Cette recrudescence de violence a eu des effets négatifs considérables sur les moyens de subsistance des communautés locales ainsi que sur la continuité des activités humanitaires.
Selon plusieurs sources humanitaires et locales, des milliers de personnes ont été déplacées à l’intérieur de la ville et du territoire d’Uvira, tandis que d’autres ont traversé la frontière pour chercher refuge au Burundi.
D'ailleurs, une évaluation conduite par l’ONG ADSSE1, du 22 au 28 décembre 2025, dans la ZS de Ruzizi, a confirmé la présence d’environ 41 244 personnes déplacées (6 874 ménages) dans les aires de santé de Sange État, Sange CEPAC, Nazareni, Rusabagi, Ndunda, Kigurwe et Kimuka.
Par ailleurs, selon une évaluation réalisée du 17 au 20 décembre par ACTED, plus de 44 600 personnes (dont 19 287 personnes déplacées et 25 313 retournées) vivent dans des conditions précaires dans les aires de santé de Kiliba, Runigu et Kabunambo.

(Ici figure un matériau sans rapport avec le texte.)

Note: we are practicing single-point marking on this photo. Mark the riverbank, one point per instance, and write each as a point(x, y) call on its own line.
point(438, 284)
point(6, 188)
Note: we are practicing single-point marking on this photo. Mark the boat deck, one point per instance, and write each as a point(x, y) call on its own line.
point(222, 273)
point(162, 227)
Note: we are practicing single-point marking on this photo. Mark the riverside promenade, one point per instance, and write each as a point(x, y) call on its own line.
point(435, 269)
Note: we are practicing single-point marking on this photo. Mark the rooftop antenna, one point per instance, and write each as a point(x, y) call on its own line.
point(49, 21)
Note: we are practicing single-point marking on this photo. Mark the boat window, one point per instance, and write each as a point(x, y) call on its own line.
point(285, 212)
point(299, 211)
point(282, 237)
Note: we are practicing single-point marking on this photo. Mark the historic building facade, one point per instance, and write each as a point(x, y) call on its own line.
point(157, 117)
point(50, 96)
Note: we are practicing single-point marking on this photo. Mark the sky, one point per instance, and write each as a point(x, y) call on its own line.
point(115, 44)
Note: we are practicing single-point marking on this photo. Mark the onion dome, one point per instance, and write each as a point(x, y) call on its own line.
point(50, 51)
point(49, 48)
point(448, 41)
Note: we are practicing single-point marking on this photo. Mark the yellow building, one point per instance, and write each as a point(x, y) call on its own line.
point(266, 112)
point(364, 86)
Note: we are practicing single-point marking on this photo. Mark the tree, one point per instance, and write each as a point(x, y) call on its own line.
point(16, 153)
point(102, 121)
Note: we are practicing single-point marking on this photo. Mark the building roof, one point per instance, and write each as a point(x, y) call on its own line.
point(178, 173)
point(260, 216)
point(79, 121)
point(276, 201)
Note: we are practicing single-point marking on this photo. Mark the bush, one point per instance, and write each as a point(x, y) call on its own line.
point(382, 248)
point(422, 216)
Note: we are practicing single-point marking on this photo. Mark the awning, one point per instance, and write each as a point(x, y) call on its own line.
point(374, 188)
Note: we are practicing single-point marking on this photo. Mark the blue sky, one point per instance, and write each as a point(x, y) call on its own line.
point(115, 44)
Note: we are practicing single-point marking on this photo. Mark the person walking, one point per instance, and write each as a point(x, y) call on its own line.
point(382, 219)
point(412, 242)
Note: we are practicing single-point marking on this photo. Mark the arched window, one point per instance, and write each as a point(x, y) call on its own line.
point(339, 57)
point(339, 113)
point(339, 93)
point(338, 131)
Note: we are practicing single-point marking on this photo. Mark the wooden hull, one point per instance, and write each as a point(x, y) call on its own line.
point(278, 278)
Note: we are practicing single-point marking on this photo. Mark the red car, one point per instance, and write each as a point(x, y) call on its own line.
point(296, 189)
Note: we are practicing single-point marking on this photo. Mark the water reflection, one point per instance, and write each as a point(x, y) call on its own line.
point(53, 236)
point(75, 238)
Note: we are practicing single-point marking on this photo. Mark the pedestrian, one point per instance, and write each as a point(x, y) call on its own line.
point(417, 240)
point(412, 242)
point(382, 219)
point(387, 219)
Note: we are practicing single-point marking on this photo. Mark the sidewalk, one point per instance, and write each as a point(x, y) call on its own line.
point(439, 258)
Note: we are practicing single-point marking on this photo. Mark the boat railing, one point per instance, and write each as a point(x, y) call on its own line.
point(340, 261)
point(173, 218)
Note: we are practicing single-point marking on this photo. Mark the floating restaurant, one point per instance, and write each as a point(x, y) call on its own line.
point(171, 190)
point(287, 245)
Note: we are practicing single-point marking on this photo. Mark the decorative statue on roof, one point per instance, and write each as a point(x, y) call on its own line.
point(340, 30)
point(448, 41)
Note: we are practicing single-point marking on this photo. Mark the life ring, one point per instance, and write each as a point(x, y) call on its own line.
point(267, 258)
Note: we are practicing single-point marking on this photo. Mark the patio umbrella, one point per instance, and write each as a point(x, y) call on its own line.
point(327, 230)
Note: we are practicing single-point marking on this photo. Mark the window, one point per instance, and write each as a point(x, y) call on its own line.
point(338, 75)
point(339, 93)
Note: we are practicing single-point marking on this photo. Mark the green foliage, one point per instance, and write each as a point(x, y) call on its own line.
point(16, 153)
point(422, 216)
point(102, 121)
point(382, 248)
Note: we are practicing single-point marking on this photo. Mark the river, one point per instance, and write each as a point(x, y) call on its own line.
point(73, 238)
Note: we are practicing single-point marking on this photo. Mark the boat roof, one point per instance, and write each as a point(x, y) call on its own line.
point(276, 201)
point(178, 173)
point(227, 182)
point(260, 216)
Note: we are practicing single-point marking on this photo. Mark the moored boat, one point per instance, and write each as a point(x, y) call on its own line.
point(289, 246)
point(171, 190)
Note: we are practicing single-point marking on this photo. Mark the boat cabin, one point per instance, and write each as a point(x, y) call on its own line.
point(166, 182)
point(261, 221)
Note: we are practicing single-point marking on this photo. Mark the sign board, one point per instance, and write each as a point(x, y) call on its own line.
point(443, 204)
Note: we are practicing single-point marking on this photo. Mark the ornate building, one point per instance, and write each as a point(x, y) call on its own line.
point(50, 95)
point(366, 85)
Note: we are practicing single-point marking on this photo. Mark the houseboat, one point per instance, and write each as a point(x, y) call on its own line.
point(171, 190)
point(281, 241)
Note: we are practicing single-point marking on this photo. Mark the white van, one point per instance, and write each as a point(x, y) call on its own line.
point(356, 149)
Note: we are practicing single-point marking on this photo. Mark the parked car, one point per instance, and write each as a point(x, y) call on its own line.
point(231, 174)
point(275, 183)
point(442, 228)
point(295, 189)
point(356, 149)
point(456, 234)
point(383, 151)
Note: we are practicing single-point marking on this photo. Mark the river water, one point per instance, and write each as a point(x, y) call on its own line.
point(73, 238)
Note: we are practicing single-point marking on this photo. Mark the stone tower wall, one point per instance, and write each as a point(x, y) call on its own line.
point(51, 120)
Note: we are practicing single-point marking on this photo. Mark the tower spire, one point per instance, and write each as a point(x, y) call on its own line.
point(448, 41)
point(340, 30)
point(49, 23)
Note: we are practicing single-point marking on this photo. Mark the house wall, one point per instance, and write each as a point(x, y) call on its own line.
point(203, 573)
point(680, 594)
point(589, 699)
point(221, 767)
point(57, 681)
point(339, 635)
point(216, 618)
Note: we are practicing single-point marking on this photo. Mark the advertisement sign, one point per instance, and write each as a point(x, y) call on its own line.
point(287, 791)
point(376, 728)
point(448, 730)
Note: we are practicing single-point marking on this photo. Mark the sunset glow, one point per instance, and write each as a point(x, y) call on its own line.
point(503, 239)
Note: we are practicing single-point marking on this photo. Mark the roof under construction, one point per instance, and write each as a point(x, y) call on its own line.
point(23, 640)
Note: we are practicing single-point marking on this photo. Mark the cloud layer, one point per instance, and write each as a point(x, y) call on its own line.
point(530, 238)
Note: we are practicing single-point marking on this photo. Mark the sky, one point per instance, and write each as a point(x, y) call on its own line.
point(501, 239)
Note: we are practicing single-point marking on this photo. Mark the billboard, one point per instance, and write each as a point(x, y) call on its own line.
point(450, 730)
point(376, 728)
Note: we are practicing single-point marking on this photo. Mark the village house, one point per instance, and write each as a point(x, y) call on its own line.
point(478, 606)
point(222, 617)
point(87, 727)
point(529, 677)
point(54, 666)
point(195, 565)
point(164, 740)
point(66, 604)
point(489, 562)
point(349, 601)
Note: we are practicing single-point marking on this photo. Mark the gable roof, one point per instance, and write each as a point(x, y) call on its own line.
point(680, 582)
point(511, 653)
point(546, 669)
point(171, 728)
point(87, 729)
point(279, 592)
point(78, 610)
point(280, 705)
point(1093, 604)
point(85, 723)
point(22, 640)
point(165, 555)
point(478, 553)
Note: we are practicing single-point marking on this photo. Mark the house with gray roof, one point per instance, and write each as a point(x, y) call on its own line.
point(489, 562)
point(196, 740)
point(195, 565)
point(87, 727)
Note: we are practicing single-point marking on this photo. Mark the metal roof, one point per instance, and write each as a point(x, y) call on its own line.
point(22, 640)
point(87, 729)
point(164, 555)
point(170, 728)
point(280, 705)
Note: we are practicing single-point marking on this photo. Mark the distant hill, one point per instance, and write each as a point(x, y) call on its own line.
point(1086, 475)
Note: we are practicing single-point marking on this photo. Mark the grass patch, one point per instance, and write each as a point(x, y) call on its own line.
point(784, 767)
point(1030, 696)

De nombreuses familles déplacées sont logées dans des centres collectifs, notamment dans des écoles et des églises.
En outre, des sources sanitaires rapportent que plus de huit structures de santé ont été pillées dans les ZS de Ruzizi et d’Uvira, réduisant drastiquement, voire totalement, leurs capacités opérationnelles.
Pour l'instant, cette situation limite l’accès des populations affectées aux soins essentiels et accentue leur vulnérabilité sanitaire.